FEBBRAIO 2021 Eh si. Ne sono sempre stato convinto ... quel famoso episodio del Britannia nel 1992, in netta correlazione con quella buffonata iperpilotata di Tangentopoli, che hanno segnato la fine del patrimonio industriale, economico e monetario d’Italia IN EFFETTI PIÙ CI SI DOCUMENTA, PIÙ SI APPROFONDISCE....ecco che PIÙ SI EVINCE CHE SIAMO SEMPRE STATI pilotati, ingannati, raggirati, schiavizzati. Quello cui siamo arrivati oggi ha un cuore antico, proprio come diceva Carlo Levi 'il futuro ha un cuore antico ' e questo mannaggia mi dà proprio fastidio, perché allora davvero non c'è speranza.

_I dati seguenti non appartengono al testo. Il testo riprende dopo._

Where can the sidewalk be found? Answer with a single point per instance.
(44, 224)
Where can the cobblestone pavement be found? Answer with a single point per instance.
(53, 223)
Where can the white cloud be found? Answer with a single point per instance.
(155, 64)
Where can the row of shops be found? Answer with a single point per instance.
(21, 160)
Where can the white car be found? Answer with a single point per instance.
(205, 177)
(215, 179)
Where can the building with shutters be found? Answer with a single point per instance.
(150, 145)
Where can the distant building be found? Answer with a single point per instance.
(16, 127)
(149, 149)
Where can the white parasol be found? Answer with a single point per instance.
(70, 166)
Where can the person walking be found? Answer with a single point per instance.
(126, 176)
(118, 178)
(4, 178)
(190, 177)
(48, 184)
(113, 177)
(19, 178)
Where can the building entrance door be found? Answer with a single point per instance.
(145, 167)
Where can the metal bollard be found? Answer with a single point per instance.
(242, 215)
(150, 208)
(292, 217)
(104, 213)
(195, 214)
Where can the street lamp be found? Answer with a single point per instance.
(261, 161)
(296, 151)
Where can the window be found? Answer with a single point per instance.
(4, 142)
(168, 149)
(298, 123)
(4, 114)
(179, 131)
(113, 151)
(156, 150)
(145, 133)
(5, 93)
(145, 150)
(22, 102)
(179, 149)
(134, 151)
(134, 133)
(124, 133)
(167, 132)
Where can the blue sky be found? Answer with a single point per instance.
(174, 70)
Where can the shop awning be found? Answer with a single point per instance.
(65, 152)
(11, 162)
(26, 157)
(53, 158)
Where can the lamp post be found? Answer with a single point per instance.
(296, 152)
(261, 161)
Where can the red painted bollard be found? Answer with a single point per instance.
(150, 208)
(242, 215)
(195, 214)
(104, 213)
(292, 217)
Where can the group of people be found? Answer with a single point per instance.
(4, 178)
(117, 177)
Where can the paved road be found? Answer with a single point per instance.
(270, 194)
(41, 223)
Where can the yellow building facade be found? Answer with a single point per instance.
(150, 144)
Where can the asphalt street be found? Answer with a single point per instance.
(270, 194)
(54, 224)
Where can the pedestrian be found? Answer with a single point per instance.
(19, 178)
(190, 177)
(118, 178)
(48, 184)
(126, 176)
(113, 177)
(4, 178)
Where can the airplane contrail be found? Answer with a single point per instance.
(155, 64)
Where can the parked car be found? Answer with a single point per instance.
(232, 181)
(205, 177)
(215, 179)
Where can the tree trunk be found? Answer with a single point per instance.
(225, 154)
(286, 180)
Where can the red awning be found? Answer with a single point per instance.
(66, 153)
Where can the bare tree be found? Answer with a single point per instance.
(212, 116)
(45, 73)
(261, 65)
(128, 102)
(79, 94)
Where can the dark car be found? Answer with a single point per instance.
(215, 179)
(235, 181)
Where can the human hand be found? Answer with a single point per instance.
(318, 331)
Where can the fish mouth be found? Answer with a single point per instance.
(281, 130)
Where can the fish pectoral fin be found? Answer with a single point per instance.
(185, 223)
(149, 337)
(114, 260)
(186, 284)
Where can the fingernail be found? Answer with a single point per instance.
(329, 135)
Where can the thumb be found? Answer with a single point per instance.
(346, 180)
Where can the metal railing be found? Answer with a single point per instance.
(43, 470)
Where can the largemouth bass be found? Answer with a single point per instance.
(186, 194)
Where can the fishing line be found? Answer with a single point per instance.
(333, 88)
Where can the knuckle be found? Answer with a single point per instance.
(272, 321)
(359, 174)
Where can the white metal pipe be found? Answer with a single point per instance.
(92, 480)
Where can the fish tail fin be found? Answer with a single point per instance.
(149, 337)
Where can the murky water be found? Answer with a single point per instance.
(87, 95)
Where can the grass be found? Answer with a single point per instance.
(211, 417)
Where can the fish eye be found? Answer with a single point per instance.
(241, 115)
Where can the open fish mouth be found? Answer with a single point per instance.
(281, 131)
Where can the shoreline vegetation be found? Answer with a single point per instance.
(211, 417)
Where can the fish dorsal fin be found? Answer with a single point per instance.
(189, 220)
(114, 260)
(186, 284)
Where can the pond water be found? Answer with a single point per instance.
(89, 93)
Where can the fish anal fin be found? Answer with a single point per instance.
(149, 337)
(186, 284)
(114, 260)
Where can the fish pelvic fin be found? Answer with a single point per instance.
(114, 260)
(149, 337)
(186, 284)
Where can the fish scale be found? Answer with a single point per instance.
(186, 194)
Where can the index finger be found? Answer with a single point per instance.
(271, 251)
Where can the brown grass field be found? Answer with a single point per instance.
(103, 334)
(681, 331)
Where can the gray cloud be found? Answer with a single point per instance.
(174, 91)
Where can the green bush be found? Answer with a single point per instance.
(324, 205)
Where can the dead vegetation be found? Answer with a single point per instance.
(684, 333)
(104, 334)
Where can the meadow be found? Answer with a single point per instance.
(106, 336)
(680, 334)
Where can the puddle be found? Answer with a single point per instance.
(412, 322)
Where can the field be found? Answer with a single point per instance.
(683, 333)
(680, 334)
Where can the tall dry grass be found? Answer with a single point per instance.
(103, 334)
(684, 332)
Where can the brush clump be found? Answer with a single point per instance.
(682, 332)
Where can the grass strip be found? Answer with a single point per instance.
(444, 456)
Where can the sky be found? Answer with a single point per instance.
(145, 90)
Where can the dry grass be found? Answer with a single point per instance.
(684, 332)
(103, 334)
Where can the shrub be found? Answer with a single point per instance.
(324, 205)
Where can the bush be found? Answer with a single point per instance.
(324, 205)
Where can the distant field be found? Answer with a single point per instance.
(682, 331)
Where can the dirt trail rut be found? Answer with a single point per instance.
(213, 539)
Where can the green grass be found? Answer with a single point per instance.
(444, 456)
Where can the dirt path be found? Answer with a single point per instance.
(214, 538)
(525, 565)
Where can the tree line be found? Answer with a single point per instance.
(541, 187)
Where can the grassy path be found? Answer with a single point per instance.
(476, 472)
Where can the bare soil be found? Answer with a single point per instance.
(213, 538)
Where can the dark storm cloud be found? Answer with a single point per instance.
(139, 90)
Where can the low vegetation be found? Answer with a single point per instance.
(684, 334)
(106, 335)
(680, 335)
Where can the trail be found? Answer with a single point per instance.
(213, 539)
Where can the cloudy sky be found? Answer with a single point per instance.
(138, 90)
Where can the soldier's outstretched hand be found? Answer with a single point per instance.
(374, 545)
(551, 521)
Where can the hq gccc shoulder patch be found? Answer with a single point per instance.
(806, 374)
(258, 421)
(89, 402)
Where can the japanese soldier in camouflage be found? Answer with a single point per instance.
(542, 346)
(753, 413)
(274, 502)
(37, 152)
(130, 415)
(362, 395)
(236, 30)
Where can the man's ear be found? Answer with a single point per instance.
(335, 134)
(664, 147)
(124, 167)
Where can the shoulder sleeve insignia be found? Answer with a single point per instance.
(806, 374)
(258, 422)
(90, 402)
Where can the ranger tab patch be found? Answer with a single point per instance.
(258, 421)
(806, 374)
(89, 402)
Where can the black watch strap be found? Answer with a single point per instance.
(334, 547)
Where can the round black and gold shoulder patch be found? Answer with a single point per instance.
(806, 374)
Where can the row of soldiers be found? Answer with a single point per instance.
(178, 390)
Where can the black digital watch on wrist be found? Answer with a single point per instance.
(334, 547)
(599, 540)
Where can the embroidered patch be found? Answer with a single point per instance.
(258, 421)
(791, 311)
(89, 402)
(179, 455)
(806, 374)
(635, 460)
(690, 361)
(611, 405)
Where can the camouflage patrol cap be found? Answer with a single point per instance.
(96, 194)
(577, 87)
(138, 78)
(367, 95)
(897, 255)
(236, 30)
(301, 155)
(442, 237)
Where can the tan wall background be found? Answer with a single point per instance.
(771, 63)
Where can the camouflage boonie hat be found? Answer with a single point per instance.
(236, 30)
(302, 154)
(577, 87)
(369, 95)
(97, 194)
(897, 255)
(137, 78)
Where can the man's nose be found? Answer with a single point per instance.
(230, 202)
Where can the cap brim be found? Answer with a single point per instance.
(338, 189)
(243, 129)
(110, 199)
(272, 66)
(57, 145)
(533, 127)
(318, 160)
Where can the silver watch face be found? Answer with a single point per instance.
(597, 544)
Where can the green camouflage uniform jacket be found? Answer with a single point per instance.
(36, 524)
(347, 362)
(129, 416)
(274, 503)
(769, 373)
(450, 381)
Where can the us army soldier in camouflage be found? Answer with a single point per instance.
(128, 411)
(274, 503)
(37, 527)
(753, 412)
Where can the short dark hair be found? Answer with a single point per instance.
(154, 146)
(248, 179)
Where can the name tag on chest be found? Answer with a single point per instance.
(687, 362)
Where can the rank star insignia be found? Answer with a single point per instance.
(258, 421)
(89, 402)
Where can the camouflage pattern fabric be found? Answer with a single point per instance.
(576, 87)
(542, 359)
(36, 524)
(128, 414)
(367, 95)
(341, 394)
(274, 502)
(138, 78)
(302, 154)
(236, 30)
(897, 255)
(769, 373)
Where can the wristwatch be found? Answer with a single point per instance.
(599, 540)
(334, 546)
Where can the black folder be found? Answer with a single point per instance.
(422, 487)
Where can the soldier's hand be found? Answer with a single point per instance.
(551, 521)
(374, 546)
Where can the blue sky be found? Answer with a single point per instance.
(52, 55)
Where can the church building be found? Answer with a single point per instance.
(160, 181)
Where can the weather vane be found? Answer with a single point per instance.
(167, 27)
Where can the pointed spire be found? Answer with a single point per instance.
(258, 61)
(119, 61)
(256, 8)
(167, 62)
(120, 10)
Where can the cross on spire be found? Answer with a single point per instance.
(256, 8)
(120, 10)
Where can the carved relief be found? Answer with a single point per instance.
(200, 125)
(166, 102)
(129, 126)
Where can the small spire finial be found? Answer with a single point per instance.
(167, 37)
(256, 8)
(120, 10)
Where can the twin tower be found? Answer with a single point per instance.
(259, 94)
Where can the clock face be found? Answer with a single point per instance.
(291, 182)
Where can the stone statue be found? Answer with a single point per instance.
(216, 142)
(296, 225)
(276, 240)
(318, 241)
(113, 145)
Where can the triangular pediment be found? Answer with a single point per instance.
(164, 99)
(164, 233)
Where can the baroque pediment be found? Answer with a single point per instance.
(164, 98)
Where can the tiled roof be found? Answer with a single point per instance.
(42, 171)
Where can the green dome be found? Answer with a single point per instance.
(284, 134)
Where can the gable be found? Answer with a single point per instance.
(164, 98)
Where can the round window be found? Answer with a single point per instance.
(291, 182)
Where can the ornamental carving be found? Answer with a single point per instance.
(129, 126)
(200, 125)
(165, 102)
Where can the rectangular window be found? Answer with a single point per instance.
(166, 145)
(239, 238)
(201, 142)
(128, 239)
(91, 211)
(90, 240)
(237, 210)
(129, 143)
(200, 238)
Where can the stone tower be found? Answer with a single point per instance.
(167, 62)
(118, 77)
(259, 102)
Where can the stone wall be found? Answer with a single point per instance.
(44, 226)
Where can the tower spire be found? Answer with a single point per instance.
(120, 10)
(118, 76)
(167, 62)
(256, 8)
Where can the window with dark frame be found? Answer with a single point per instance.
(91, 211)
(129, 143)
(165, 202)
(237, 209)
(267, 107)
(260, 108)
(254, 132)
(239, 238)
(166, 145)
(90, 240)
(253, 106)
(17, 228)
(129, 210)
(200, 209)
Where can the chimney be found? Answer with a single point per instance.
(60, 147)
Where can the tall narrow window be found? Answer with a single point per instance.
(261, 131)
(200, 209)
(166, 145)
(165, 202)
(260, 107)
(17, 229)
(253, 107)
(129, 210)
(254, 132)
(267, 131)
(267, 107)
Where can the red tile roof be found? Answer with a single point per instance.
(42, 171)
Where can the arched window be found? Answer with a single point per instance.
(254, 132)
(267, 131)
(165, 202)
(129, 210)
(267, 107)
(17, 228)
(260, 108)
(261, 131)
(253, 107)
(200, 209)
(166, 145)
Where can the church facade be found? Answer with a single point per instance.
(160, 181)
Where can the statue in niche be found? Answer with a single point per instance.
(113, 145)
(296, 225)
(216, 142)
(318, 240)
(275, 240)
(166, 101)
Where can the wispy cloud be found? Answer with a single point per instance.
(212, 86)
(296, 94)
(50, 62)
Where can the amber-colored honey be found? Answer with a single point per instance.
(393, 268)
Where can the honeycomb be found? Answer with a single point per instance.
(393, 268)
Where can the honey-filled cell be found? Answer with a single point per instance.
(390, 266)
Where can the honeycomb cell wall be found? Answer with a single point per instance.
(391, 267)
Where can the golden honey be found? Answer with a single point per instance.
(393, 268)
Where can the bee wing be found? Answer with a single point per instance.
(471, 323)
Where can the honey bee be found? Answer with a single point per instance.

Ecco prendiamo ad esempio cosa sono riusciti a fare in questo ultimo anno: inscenare la farsa e il colossale inganno di un virus, di una pandemia del tutto inesistenti e diffonderli così capillarmente nella paura della gente da assicurarsi la messa fuori gioco di un personaggio che contravveniva al loro progetto di schiavizzazione dell ‘intero pianeta, in nome di una diabolica alleanza tra consumismo e comunismo, che in verità si sono rivelati le due facce di una stessa medaglia.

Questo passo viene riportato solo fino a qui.